Friday, February 17, 2006

Cow Flops

I am a backyard gardener, with spring approaching and seed catalogs multiplying in my mail box my thoughts often turn to what I will plant this year.

Now as any gardener knows you have to feed those plants. One of the best natural sources of plant food is cow flops.

Cow flops are great for spreading over planting beds; verbal cow flops are not so good when spread over taxpayers of Kentucky.

Today’s Herald Leader had a large pile of cow flops generated by state budget director Bradford L. Cowgill.

Bradford was singing the praises of how the Fletcher administration has put together a great budget and not raised taxes. The truth is they did raise taxes. They didn’t do it well. They didn’t actually reform the revenue stream to actually meet the state needs, but let’s ignore that for the moment.

Allow me to present an idiot’s guide to state budgeting. Yes, this is greatly simplified, it is and idiot’s guide after all, but we will cover the essentials.

First, the largest expenditure of any state agency, and state government as a whole, is the cost of employee salaries and benefits. There are no exceptions, not Medicaid, not Arena’s in Louisville, not contracts for highways --- nothing.

Second, if you are going to “save” money to fund all the pork barrel projects, then you have to do it by not paying the employees a fair wage or by weaseling out on commitments to paying benefits.

Warning Huge Cow Flop Ahead!!!!

I love this statement from Cowgill, “Within our existing revenue base, it is simply not possible to fulfill the state's commitments and obligations in Medicaid and employee benefits and simultaneously pursue new programs in education and economic development except with Fletcher's dramatic savings and efficiency initiatives.”

Boy, you can smell that puppy a mile away.

Those dramatic savings are paid for in part by ignoring the actuarial realities of the Kentucky Retirement Systems.

I will not go into the number of times that past governors and General Assemblies have not funded state employee salaries to meet the cost of living.

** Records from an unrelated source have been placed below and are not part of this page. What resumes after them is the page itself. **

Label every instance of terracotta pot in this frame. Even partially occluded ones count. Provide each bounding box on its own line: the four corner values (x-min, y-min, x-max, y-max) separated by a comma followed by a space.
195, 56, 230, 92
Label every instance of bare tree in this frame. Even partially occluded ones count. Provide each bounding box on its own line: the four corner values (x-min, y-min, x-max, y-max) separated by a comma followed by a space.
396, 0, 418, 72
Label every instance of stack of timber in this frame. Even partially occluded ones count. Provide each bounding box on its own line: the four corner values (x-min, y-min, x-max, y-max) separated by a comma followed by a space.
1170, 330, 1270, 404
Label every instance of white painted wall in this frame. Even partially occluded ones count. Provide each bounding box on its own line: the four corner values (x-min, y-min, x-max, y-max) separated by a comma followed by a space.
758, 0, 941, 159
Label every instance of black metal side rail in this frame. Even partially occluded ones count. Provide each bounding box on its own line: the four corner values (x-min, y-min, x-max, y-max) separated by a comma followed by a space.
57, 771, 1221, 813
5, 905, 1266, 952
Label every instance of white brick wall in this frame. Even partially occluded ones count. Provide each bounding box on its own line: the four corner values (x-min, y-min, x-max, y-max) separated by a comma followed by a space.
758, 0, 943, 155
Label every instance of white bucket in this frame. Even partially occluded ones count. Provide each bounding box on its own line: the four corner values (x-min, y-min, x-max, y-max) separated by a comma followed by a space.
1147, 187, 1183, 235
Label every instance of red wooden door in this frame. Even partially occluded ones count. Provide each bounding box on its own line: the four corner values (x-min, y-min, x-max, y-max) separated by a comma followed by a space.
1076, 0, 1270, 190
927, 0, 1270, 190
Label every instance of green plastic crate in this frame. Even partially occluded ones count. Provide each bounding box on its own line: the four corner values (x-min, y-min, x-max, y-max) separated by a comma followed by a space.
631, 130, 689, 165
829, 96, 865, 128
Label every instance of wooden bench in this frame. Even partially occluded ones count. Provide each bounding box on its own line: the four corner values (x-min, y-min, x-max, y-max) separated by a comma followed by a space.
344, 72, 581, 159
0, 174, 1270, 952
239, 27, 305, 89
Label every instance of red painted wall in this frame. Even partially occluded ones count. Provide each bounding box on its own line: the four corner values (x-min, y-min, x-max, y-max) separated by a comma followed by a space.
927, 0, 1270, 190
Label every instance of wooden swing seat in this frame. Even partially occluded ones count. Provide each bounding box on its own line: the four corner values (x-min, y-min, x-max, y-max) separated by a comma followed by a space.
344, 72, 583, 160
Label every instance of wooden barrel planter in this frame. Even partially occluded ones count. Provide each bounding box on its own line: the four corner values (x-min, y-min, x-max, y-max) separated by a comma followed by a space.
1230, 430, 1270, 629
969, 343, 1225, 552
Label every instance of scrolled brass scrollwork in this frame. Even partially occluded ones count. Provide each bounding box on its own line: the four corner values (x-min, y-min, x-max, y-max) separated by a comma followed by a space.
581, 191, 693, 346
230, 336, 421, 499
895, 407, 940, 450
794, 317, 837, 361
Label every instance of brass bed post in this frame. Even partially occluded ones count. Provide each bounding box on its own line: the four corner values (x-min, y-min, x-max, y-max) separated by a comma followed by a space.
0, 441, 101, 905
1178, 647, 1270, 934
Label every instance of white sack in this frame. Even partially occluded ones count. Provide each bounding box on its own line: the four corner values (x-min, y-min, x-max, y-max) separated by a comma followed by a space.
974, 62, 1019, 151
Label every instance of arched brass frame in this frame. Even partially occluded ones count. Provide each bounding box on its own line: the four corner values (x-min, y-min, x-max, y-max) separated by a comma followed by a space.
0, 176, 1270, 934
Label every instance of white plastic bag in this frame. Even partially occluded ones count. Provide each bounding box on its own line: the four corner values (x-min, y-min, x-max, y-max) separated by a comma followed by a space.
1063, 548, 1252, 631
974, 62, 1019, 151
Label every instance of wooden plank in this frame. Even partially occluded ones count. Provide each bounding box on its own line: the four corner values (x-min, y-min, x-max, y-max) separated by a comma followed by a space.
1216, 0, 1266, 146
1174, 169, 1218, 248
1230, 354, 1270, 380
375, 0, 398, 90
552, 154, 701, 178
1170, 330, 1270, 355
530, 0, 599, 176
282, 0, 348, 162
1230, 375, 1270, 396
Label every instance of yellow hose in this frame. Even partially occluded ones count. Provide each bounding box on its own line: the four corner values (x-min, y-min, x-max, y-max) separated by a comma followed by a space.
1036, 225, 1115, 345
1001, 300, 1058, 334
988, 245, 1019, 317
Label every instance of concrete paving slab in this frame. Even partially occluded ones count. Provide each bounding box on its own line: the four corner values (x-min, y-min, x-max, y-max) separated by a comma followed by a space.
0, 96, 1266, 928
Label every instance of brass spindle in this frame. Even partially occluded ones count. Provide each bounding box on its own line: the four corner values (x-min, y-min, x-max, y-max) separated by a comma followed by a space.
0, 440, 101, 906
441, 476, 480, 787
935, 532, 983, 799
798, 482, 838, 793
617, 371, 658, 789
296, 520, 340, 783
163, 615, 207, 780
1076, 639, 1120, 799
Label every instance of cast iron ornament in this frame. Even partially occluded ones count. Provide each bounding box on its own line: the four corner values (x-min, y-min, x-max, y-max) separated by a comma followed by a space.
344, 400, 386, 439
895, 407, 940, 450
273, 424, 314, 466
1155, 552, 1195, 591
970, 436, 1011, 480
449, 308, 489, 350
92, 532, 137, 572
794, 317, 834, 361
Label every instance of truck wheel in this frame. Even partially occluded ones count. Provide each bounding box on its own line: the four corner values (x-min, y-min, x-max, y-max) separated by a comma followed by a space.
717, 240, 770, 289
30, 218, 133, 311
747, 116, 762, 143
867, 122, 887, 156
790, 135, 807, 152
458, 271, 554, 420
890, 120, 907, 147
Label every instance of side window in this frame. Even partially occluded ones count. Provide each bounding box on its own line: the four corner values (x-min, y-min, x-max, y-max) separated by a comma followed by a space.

Nor will I go into the number of reorganizations that have cost individual employees thousands of dollars in lost salaries.

The cold hard reality is that it is easy for the Governor, and the spineless General Assembly, to ignore the need for a comprehensive reform of taxes in Kentucky.

They would rather depend on no pain revenue schemes like the lottery and casino gambling to produce additional money for the sausage mill of pork projects while they balance the budget on the backs of the employees and retirees of state government.